Germany's top court has ordered the government to revise the biggest welfare reform since World War II in a decision that could lead to higher benefit payouts and put added pressure on the budget this year.
The so-called Hartz IV benefit system for the long-term unemployed was introduced in 2004. It was deeply controversial because the payouts were low. The idea was to boost the economy by encouraging jobless people to find work and reducing the cost of Germany's welfare system.
Named after Peter Hartz, the former Volkswagen executive who devised the welfare reforms, the Hartz IV reform has become synonymous to many in Germany with poverty and social decline. More than 6.5 million people receive Hartz IV payments, the basic rate of which is currently 359 per month ($493) for an adult.
The rate for children stands at between 60 and 80 percent of that sum. Other entitlements covering rent and purchases of household are subject to means-testing.

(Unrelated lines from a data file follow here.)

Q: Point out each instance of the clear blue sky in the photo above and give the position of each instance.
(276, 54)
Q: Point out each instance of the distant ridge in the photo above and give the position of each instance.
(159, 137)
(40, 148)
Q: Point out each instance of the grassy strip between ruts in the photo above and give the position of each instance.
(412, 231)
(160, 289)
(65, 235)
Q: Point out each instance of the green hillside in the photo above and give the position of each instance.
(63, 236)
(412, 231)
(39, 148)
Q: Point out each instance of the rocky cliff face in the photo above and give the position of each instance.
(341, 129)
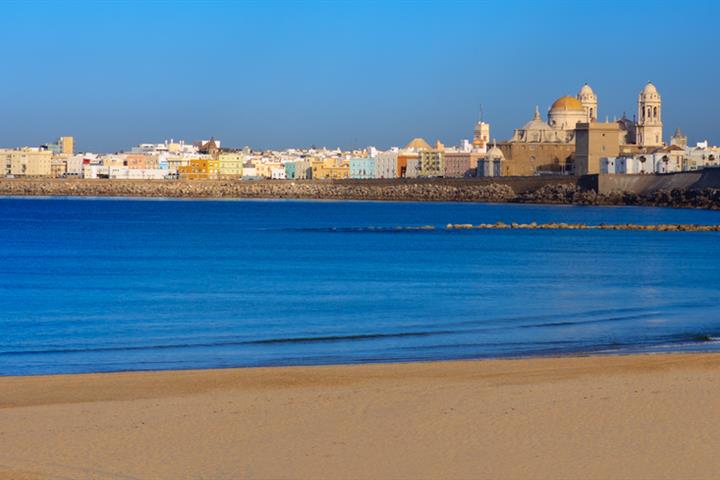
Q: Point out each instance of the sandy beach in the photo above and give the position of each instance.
(651, 416)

The system was introduced by the center-left government of Chancellor Gerhard Schröder, and is one of the main reasons for the decline of popular support for the Social Democrat Party ever since, even though the reforms have been credited with making the economy more efficient.
Three families had mounted a legal challenge against the Hartz IV system and the Federal Constitutional Court ruled on Tuesday that the calculation methods for benefits weren't transparent or realistic enough. The families had argued that the benefits didn't take sufficient account of special requirements for children such as new clothing.

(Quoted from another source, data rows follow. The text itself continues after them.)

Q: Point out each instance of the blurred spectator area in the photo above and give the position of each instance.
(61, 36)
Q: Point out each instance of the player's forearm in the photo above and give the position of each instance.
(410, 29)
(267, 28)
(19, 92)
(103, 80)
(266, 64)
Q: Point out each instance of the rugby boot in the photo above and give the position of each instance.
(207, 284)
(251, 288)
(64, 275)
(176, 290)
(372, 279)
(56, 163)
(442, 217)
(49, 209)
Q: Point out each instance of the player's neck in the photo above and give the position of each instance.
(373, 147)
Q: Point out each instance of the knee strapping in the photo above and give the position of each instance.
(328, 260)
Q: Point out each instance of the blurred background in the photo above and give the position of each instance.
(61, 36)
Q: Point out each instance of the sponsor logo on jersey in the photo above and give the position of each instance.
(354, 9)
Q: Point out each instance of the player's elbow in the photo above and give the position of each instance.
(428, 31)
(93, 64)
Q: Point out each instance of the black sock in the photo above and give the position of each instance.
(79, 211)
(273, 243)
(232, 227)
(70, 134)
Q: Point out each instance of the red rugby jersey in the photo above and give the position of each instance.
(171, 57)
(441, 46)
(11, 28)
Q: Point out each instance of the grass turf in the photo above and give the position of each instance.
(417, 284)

The judges did not say if benefit payments will now have to be increased across the board, but payments for children in particular may be raised. The court ruled that government must revise the system this year so that the necessary changes can come into force on Jan. 1, 2011.
The German budget deficit this year is already projected to rise to 5.5 percent of GDP in 2010, well above the EU ceiling of three percent, as a result of the economic crisis and the government's stimulus packages. The court's decision could end up bloating the deficit even more, and may limit the scope for planned tax cuts.
Benefits for Children Likely to Rise
The government responded by pledging to make the necessary changes in time. "We've been given a lot of homework to do," said Labor Minister Ursula von der Leyen.
The budget spokesman of the the conservative Christian Democratic Union in parliament, Norbert Barthle, said it wasn't clear yet whether there will be a net increase in Hartz IV payments.
But Hans-Peter Friedrich, the parliamentary group leader of the Christian Social Union, the Bavarian sister party to the CDU, said benefit payments for children were likely to increase. The court's ruling is likely to heighten tensions within Chancellor Angela Merkel's center-right coalition over planned tax cuts.
The pro-business FDP, the junior partner to the FDP, is insisting that tax cuts go ahead despite current budget constraints, but leading conservatives are skeptical that further cuts are feasible.